When it comes to the press, there is what is called the White House press corps, which is a group of journalists, correspondents or members of the media stationed at the White House to cover the president, White House events and news briefings.
Their offices are located in the West Wing. The White House Press Secretary or the deputy holds weekday news briefings in a specific room, the James S. Brady Press Briefing Room.
The room currently seats 49 reporters, and each seat is assigned to specific media organisations. Reporters who do not have an assigned seat may stand.
The journalists who cover the White House and the president have an organisation called the White House Correspondents Association which was founded in 1914.
It is this Association which operates independent of the White House that handles notable issues to do with press coverage of the White House including accreditation, access to the president and the conditions of the press briefing rooms.
The Association has a ‘practises and principles’ document that governs the conduct of the press and the terms of engagement between the press and the White House as well as the president in various settings.
The US has a plethora of media houses whose politics is just as varied, and yet year-in-year-out they cover the White House and the president in a manner that is reflective of their mandate which is to inform the public, and not to grandstand the seating president no matter how much his politics are at odds with said journalists.

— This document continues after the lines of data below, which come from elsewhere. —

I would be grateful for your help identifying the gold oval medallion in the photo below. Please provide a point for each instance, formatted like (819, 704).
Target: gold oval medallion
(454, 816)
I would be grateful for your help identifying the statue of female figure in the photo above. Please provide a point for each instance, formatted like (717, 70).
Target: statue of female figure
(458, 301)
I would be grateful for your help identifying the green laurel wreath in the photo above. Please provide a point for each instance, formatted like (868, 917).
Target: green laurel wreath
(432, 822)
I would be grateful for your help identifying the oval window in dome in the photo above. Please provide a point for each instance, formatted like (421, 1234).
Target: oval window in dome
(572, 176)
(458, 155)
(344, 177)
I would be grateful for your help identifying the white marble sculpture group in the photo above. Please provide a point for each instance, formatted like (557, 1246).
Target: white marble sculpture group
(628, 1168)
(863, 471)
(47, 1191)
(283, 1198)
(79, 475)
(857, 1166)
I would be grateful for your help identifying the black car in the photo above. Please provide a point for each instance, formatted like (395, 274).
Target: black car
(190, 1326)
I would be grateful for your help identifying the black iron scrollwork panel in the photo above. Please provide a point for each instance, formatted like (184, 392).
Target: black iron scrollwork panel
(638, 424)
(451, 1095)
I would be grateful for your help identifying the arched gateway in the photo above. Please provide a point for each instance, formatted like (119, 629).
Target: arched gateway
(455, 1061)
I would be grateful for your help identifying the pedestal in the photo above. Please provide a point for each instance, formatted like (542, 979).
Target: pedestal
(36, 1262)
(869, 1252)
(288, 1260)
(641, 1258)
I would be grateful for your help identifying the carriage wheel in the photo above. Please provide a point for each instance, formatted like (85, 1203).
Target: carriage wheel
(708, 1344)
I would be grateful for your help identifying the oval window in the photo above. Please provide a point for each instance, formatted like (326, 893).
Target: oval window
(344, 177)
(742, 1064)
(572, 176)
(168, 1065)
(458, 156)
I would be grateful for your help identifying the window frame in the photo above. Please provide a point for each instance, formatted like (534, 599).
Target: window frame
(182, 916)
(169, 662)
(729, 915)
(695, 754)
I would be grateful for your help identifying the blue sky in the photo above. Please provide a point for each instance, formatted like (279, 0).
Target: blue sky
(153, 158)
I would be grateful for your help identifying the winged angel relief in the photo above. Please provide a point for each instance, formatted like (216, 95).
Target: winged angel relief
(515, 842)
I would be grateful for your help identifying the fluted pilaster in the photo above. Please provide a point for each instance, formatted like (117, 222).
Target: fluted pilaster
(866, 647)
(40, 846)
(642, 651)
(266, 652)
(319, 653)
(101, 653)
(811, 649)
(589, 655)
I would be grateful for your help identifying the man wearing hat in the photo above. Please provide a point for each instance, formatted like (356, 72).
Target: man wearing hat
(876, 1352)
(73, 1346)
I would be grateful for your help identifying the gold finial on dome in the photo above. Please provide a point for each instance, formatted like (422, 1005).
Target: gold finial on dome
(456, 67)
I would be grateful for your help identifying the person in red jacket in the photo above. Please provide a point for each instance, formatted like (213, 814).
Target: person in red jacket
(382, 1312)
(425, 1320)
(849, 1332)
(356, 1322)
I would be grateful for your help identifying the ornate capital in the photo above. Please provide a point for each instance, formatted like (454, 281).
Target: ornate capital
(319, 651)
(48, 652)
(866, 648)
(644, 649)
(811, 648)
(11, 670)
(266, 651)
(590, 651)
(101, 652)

Journalists keep to their allocated rooms and do not venture all around the White House on the basis of being reporters, neither do they accost visitors to the White House outside of the mandated press briefings.
Those who want private interviews follow the normal process of setting up interviews and do not engage in hijackings of White House guests.
If Zimbabwe’s journalists want to be taken seriously, it is time they conduct themselves in a more professional manner.